Employees cheated on FBI test on investigations rules, IG says

The Federal Bureau of Investigation (FBI) is well-known for investigating all kinds of people and groups for civil disobedience involving resistance to American government policies, but in the last year, the Bureau has found a new target: itself.

In December 2008, the FBI consolidated several sets of guidelines — addressing criminal investigations, national security investigations, and foreign intelligence collection — into a new “Domestic Investigations and Operations Guide” in an effort to establish consistency in procedures. The new guide became public in 2009 as part of a FOIA lawsuit (by the Electronic Frontier Foundation), as the New York Times reported last year.

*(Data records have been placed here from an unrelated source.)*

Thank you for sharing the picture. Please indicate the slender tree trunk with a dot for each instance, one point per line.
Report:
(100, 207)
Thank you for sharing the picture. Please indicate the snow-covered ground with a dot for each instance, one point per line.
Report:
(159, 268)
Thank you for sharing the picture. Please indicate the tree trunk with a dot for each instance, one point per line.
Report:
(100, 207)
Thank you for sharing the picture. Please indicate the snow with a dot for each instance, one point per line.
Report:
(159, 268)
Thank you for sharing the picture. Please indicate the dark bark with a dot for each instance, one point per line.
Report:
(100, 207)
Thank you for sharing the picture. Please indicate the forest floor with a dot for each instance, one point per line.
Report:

These new rules became controversial when advocates of civil liberties and privacy expressed concern that the FBI felt authorized to investigate people whom they didn’t even suspect of anything yet.  The FBI argued it needs to proactively find those who intend ill. “The F.B.I. has been told that we need to determine who poses a threat to the national security — not simply to investigate persons who have come onto our radar screen,” FBI general counsel Valerie Caproni told the Times.

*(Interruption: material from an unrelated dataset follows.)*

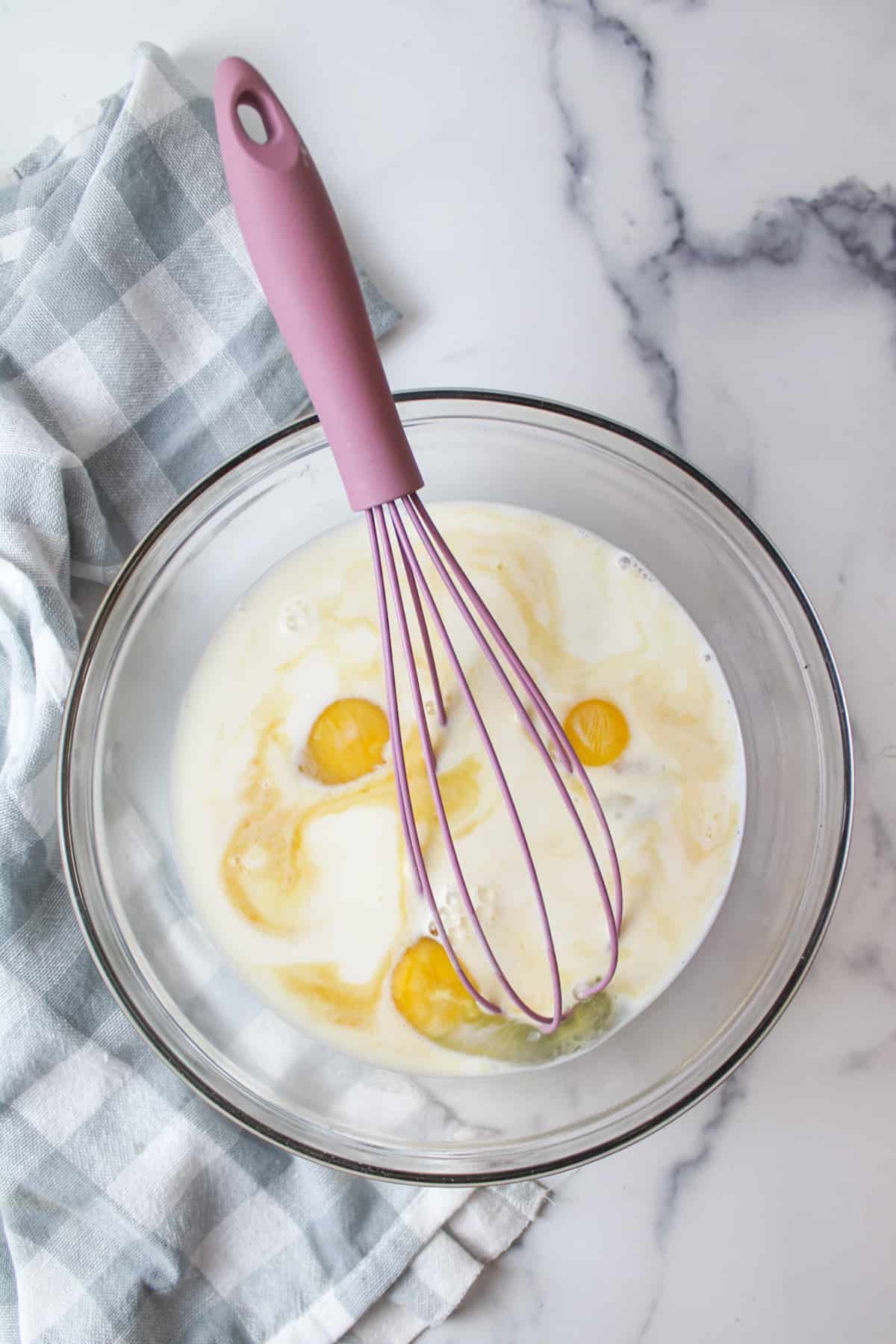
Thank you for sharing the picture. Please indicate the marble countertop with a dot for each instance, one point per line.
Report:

The next step was no easier: training and testing 20,000 FBI employees (to say nothing of applying the new rules!). Here’s how it worked: The Bureau required that approximately 20,000 employees take a sixteen-hour training course and pass a computerized (though open-book) examination. Several months into the process, the Bureau received allegations that some managers and attorneys at the Washington Field Office had violated test-taking protocols, and four other allegations of improprieties led the Justice Department’s Office of the Inspector General (OIG) to suspect “widespread assistance” in the exam process. The FBI also advised the OIG that some employees had finished the test with implausible speed, and passed with high scores, despite comments from some employees that some exam questions were “poorly worded and difficult to understand.” The OIG concluded that “a significant number of FBI employees engaged in some form of improper conduct or cheating on the DIOG exam… [a]lmost all of [whom]… falsely certified… that they had not consulted with others.” (We hope they take oaths to tell the truth more seriously in court.)

Thanks to FOIA, you can read the guidelines yourself (at the NYT or FBI), but nobody’s passing the text of the examination around. In public, anyway.